Change Safe in one deploy?
CREATE TABLE yes
CREATE INDEX CONCURRENTLY yes
Add nullable column yes
Add column with constant default yes (PG ≥ 11)
Backfill UPDATE (idempotent) yes
DROP INDEX CONCURRENTLY yes (read paths flex)
DROP TABLE (if no recent code reads it) with caution

NOT allowed in a single deploy

Change Why
DROP COLUMN rollback's binary still selects it
ALTER COLUMN ... NOT NULL (no prior backfill) rollback inserts NULL
ALTER COLUMN ... TYPE rollback's binary expects old type
RENAME COLUMN rollback's binary still references old name
RENAME TABLE rollback queries old name

Reviewer checklist (PRs touching veza-backend-api/migrations/)

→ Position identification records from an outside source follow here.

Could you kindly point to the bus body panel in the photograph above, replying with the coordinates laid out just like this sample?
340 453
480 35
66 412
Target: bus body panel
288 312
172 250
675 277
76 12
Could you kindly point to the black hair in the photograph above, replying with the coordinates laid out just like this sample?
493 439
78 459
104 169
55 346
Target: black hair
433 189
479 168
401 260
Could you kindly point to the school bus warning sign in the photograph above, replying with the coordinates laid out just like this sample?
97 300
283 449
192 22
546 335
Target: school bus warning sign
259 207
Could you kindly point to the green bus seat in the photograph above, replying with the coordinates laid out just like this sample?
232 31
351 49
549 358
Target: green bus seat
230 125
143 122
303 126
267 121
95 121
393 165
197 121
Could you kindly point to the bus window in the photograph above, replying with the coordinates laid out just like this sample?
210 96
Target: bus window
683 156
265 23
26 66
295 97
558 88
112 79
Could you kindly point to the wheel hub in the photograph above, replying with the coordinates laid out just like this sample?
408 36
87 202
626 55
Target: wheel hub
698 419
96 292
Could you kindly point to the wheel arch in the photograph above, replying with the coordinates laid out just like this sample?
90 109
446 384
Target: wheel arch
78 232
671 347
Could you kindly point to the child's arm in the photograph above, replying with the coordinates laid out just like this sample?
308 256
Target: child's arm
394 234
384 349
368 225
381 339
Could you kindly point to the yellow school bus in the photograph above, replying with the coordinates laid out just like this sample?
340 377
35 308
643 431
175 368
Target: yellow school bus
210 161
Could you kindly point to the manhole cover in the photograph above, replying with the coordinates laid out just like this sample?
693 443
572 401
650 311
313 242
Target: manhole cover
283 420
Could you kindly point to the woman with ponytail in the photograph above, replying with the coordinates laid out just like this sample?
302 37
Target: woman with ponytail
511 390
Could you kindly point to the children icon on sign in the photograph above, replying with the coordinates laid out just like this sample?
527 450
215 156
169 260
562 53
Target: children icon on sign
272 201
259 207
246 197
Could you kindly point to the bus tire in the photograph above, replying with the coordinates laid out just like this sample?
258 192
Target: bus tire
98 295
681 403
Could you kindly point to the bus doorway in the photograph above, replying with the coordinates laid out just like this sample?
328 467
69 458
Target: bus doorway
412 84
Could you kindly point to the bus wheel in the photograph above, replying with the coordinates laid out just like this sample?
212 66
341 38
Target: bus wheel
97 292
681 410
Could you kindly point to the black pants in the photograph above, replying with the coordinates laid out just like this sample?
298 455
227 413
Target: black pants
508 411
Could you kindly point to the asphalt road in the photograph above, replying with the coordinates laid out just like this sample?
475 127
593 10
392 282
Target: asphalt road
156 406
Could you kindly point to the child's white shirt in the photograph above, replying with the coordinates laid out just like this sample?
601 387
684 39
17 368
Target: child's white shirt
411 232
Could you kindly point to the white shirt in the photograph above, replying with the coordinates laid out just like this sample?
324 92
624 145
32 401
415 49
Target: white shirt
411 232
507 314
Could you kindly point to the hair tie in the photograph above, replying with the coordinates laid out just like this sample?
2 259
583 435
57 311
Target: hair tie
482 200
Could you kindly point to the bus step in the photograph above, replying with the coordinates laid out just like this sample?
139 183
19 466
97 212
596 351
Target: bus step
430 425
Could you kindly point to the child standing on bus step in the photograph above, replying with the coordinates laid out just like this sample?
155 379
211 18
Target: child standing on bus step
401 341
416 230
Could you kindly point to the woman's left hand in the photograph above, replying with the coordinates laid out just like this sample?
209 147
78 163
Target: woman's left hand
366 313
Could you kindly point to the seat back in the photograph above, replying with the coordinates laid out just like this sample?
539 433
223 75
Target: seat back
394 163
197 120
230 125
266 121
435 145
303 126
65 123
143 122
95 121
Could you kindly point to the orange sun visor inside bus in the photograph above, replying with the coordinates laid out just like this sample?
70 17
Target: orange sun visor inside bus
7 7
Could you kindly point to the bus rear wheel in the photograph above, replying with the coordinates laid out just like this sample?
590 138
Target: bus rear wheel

  • Migration is forward-only (GORM doesn't run rollback SQL).
  • Migration is idempotent (re-running on an already-migrated DB is a no-op — IF NOT EXISTS, ON CONFLICT DO NOTHING, etc.).
  • No DROP COLUMN, ALTER ... NOT NULL, RENAME (or, if there is, the PR description references the prior backfill PRs and explains why this is the contract step).
  • If the migration takes a heavy lock (eg ALTER TABLE rewriting), use CREATE INDEX CONCURRENTLY or split.
  • App code changes assume both old and new schema are valid.

When you must violate the rule (incident)

Sometimes a hot incident demands a destructive change ASAP and rollback is acceptable risk. In that case:

  1. Tag the PR with migration:destructive.
  2. Document in the PR body what the rollback procedure is (manual SQL to recreate the dropped column, etc.).
  3. Get a second pair of eyes on the migration before merge.
  4. Block the corresponding rollback workflow for that env until you've verified the new schema is sticking.

Future hardening (not in v1.0.x)

A squawk linter step in .forgejo/workflows/ci.yml could scan veza-backend-api/migrations/*.sql and fail on DROP COLUMN, ALTER ... NOT NULL, RENAME. The discipline above is the v1.0 answer ; tooling lands when the hand-rolled discipline starts missing things.